If you look at available data from the AARP, Pew Research Center, Center for Effective Philanthropy, and others, it is not hard to imagine why exhaustion shows up so prevalently in the social sectors:

  • Roughly 1 in 4 American adults are caregivers for a family member, and this number is rising every year.

  • 47% of those providing care are part of the “sandwich generation,” elder millennials caring for both children and aging parents.

  • Caregiving has a more negative than positive impact on careers, emotional well-being, physical health, finances, and social life…basically every measure of what makes up a person's life.

  • And the kicker: the social-sector workforce is concentrated in this exact sandwich generation age band. This workforce is also roughly two-thirds female-identifying, and disproportionately in financial precarity.

Women of color in particular are often pushed into the smallest, most fragile organizations, which are least likely to be able to offer paid leave and dependent-care benefits. So, an organization that pauses staff benefits to fill funding gaps is by default cutting benefits used by employees caring for children and elderly parents. It's just math.

This sandwich stage carries real weight. People are trying to keep it together without much headspace to sort through what is changing. It’s hard. And for mission-driven professionals already holding emotional labor in their work every day, it is really hard. Making decisions about memory care on a nonprofit salary while also raising their own kids. Worrying about multigenerational housing while quite literally working to save democracy. Life does not pause for a funding crisis and it does not pause for the mission.

The data on what is happening to nonprofits right now is actually pretty abundant and helpful. We know that a large majority of nonprofits lost funding from at least one source in 2025 and that it has worsened in 2026. We know burnout is a top reason leaders state for leaving their roles. We know in general that the global workforce has an “engagement” problem.

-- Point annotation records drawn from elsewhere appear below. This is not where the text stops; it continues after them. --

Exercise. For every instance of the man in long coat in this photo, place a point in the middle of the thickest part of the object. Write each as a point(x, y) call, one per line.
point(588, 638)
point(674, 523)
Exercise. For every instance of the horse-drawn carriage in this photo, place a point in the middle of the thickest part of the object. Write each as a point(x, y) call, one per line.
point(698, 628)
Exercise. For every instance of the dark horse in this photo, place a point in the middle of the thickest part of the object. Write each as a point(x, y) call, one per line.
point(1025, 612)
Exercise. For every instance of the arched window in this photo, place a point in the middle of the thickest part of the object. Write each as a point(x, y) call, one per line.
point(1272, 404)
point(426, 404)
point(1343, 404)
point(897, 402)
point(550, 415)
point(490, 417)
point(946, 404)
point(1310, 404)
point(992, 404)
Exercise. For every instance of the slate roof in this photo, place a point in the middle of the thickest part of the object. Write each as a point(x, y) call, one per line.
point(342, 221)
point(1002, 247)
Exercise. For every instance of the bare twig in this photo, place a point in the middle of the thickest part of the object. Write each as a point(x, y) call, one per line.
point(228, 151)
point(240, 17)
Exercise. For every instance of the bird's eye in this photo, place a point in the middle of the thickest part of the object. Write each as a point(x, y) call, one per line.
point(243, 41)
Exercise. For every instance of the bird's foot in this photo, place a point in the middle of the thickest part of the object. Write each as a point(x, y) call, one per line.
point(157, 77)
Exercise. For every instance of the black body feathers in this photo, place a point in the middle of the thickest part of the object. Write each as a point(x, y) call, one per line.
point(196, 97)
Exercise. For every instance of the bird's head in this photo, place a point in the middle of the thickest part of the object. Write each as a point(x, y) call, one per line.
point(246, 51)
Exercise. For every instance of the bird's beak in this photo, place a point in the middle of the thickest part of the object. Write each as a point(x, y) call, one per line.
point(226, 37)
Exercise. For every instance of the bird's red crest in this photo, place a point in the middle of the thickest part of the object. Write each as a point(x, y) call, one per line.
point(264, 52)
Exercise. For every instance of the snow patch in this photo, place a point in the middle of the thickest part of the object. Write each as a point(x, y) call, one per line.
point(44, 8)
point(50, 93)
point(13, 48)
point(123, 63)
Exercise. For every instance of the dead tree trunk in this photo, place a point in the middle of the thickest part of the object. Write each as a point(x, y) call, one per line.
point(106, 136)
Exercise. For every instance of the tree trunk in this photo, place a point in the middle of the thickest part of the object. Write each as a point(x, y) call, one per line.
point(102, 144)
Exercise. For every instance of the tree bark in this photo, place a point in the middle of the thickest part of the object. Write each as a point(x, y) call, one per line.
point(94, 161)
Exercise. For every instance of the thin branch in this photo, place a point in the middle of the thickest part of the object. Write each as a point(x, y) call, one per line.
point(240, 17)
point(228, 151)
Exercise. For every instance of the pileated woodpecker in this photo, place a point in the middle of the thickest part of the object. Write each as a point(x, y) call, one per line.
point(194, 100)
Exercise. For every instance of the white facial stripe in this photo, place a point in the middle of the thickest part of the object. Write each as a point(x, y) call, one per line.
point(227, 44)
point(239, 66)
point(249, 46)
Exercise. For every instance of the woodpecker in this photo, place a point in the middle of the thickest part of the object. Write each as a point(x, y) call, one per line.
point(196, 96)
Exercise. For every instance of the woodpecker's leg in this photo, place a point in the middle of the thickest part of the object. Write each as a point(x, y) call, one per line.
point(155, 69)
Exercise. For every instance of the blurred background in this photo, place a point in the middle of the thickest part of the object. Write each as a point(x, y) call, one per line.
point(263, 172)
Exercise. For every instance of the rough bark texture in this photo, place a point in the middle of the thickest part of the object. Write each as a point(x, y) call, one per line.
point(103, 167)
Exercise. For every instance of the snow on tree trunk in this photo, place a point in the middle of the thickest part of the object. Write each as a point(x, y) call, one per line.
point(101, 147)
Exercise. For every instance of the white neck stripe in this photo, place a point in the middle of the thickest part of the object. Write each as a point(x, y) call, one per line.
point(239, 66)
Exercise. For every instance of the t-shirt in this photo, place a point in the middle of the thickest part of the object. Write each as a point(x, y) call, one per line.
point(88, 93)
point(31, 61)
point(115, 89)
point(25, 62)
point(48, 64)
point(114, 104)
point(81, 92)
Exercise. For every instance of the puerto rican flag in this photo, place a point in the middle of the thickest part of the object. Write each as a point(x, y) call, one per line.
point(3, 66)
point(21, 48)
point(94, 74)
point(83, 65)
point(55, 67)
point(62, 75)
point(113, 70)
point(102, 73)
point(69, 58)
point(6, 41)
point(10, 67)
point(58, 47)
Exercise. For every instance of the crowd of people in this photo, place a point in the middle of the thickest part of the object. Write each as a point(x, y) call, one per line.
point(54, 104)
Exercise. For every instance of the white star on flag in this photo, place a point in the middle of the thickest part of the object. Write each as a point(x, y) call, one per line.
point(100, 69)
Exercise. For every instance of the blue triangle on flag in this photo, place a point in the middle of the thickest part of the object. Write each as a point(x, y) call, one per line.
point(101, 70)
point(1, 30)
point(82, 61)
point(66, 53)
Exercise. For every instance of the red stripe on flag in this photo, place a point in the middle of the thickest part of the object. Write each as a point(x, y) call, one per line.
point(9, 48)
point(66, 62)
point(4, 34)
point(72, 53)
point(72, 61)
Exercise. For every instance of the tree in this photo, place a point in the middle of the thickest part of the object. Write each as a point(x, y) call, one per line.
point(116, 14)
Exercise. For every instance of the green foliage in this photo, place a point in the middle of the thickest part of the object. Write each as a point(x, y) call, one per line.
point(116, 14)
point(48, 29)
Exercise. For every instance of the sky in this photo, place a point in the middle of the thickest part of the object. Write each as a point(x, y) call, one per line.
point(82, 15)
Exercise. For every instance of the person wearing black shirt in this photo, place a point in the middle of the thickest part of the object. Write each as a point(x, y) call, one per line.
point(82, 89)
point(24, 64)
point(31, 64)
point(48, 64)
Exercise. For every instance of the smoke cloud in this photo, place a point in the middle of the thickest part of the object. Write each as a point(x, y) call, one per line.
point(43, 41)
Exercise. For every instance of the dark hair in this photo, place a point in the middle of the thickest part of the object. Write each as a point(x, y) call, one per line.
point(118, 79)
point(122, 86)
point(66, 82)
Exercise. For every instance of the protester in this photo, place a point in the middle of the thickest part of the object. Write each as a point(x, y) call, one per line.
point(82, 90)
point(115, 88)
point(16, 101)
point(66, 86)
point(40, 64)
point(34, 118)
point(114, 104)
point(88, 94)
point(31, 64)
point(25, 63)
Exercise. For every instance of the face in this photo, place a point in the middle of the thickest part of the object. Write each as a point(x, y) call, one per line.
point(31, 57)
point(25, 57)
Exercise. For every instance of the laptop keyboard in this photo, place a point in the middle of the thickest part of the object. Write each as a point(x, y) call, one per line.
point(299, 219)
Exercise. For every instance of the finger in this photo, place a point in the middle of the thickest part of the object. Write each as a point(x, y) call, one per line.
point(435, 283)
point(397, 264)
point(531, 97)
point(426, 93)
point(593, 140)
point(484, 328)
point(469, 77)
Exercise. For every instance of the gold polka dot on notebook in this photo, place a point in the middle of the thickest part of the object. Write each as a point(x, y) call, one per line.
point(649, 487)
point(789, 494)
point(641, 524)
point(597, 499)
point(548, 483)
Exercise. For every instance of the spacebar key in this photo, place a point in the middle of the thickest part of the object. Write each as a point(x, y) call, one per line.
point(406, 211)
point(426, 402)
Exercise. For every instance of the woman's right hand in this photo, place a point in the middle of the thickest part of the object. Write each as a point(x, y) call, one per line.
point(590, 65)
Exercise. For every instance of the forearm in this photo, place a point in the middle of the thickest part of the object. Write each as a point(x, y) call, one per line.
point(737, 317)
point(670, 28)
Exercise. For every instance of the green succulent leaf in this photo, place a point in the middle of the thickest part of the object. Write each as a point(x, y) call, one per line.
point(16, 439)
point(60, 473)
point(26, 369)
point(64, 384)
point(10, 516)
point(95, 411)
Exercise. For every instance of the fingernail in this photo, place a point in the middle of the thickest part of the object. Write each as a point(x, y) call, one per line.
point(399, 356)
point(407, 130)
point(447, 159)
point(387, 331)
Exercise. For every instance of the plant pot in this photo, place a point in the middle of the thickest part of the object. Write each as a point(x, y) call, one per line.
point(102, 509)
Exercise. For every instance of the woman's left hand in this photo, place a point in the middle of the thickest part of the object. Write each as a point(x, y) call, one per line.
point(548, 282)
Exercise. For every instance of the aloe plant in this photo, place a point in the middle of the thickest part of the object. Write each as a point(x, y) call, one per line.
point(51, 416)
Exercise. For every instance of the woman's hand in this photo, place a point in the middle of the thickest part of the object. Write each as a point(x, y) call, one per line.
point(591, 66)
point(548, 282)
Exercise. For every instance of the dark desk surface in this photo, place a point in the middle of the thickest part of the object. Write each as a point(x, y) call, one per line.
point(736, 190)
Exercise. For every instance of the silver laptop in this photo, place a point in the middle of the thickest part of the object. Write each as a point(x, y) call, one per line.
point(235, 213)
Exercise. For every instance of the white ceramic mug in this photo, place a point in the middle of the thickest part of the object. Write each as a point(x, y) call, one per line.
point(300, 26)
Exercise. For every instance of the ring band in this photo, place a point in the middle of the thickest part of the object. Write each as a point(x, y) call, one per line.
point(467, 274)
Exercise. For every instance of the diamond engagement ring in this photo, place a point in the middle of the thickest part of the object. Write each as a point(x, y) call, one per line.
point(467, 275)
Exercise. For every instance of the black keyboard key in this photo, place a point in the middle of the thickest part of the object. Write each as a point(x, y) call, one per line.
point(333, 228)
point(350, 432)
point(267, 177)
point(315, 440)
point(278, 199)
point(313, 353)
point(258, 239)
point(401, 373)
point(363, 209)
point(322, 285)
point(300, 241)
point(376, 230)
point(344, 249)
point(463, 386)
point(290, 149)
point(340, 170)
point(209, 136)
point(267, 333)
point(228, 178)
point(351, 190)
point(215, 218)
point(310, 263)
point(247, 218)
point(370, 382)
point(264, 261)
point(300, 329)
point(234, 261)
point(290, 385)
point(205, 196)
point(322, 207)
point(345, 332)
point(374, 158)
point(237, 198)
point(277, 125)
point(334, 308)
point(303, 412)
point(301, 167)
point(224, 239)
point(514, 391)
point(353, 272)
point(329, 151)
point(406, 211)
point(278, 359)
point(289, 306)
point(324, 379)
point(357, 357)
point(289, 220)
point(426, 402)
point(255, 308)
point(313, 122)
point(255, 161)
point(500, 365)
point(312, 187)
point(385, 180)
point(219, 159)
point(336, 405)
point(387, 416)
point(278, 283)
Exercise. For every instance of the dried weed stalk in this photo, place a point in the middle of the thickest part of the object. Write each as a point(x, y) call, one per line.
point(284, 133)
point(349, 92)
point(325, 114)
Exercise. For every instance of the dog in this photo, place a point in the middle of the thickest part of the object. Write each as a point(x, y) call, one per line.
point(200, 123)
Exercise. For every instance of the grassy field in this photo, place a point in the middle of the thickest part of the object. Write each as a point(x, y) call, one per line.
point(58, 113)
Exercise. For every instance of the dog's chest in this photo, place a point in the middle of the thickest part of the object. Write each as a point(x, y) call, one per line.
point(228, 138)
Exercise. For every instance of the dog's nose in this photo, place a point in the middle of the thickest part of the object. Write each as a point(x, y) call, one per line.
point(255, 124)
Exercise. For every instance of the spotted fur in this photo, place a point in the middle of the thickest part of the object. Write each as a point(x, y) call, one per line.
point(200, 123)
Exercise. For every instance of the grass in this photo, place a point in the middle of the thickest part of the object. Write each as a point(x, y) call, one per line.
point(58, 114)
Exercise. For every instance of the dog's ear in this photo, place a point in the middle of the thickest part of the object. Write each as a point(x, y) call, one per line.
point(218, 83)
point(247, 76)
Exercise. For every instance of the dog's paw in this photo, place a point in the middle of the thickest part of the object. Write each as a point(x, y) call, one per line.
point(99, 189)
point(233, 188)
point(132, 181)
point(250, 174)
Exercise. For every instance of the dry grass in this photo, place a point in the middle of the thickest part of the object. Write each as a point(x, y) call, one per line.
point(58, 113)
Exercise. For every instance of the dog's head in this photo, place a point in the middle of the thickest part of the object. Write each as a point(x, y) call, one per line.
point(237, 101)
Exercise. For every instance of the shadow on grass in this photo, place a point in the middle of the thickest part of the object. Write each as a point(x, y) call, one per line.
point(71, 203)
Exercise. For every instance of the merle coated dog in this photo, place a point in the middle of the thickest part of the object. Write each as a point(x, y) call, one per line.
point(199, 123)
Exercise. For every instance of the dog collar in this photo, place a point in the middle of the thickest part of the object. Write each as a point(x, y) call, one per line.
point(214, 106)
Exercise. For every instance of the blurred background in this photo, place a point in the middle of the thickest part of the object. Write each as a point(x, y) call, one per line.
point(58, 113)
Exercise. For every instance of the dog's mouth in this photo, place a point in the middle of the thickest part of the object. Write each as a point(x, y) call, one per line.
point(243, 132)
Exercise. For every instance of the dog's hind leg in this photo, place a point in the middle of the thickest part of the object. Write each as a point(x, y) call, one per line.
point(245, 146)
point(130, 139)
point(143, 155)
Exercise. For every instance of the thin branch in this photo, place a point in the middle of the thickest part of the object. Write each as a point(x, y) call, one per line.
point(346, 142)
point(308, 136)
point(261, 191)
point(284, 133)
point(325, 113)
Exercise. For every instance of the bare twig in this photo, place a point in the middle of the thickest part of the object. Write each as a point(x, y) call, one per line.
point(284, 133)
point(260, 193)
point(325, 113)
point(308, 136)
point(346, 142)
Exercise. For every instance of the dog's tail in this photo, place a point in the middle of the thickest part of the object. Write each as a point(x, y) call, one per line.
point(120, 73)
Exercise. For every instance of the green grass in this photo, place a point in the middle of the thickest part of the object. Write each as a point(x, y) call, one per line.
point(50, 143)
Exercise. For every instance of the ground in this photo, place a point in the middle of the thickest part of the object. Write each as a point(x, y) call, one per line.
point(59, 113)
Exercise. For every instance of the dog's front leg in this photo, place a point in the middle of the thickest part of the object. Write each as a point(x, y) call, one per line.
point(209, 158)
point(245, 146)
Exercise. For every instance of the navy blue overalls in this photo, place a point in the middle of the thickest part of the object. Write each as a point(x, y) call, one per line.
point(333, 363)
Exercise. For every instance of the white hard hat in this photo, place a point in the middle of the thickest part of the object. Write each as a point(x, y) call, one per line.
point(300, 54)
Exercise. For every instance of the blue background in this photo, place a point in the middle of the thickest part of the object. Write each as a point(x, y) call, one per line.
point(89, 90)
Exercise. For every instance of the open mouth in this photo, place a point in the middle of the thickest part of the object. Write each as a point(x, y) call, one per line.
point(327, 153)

What we do not know specifically is the overlap by sector of the number of people who are also navigating the sandwich generation trifecta of work, aging parents, and their own household. The major sector workforce surveys do not ask about caregiving status, so the exhaustion I noted above shows up in the data as simple burnout or turnover. This means the cause stays invisible.

The philanthropic community talks a lot about organizational capacity, and to their credit many funders have recently been doing a lot. But the conversation is almost never about the life stage of the people doing the work.

I am particularly looking forward to the Building Movement Project's Race to Lead 2025 survey results, which for the first time explicitly adds questions on caregiving, geography, and identity. It will be the first dataset I am aware of that will examine this intersection. In the meantime, I think we need to admit that the absence of concrete data is itself a finding here, because if we are not measuring something, we are making a choice about what counts.